The women responded, all together. “Me and you coming from the same place.”

“How long was she here?” Apollo asked as Cal led him toward the one table in the room where a series of serving plates sat.

“Three months,” Cal said. “On and off.”

“On and off?”

“She went back to New York at least once a week. She’s the one who stocked our library. She was shocked when she saw how little we had. To her, a life without books wasn’t living. Even out here Emma wanted the kids to read. She couldn’t stop being a librarian. The kids appreciated it. Some of the other women felt judged.”

Apollo burned with hunger but had no appetite.

Cal filled a bowl with oatmeal. “This is good on a cold morning,” she said.

“How did she go back and forth? I’m sure the water taxi doesn’t make stops at your magic island.”
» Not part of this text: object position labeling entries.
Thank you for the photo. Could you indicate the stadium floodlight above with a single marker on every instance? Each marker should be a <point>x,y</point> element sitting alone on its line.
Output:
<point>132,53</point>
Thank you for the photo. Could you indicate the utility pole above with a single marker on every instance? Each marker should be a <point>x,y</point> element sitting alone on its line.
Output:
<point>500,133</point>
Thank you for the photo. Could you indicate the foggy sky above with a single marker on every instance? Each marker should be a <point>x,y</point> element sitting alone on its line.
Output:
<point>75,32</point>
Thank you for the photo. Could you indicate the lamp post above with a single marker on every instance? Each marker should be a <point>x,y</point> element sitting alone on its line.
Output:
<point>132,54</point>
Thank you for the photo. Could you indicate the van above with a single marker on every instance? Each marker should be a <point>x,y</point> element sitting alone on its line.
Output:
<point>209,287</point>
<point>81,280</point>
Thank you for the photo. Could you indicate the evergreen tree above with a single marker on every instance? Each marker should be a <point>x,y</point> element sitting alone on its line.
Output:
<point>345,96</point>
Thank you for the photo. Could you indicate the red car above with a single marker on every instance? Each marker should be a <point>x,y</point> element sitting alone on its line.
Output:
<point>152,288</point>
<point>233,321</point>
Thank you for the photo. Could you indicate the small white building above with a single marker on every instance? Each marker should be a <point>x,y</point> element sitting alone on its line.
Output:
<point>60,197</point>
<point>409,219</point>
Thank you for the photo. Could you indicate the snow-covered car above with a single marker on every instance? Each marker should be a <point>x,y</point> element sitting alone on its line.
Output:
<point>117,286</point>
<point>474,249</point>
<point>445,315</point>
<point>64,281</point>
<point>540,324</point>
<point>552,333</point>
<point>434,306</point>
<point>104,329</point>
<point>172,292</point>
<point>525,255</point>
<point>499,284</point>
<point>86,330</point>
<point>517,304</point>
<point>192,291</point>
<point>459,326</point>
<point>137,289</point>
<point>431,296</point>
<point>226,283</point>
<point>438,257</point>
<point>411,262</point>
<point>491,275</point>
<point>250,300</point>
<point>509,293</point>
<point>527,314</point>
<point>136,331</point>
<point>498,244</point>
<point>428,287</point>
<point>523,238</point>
“We have our own navy,” Cal said. She sprinkled a spoonful of brown sugar on the oatmeal. “Navy’s an exaggeration. We have a trawler and one small watercraft, a creek boat. It’s built for one. You use a paddle. Emma brought books back in the creek boat.”

“She knew how to use a creek boat to cross the East River?”

“There were a few spills,” Cal said, leading him now to a corner where they could talk alone. “But your wife never gives up. Didn’t you know that about her? She’s got a will on her.”

“Yeah,” Apollo said. “That I knew.”

Cal squatted on the ground and patted the floor for him to follow. She set the oatmeal in his lap.

He placed the book down on the ground. Instead of eating, he scanned the story.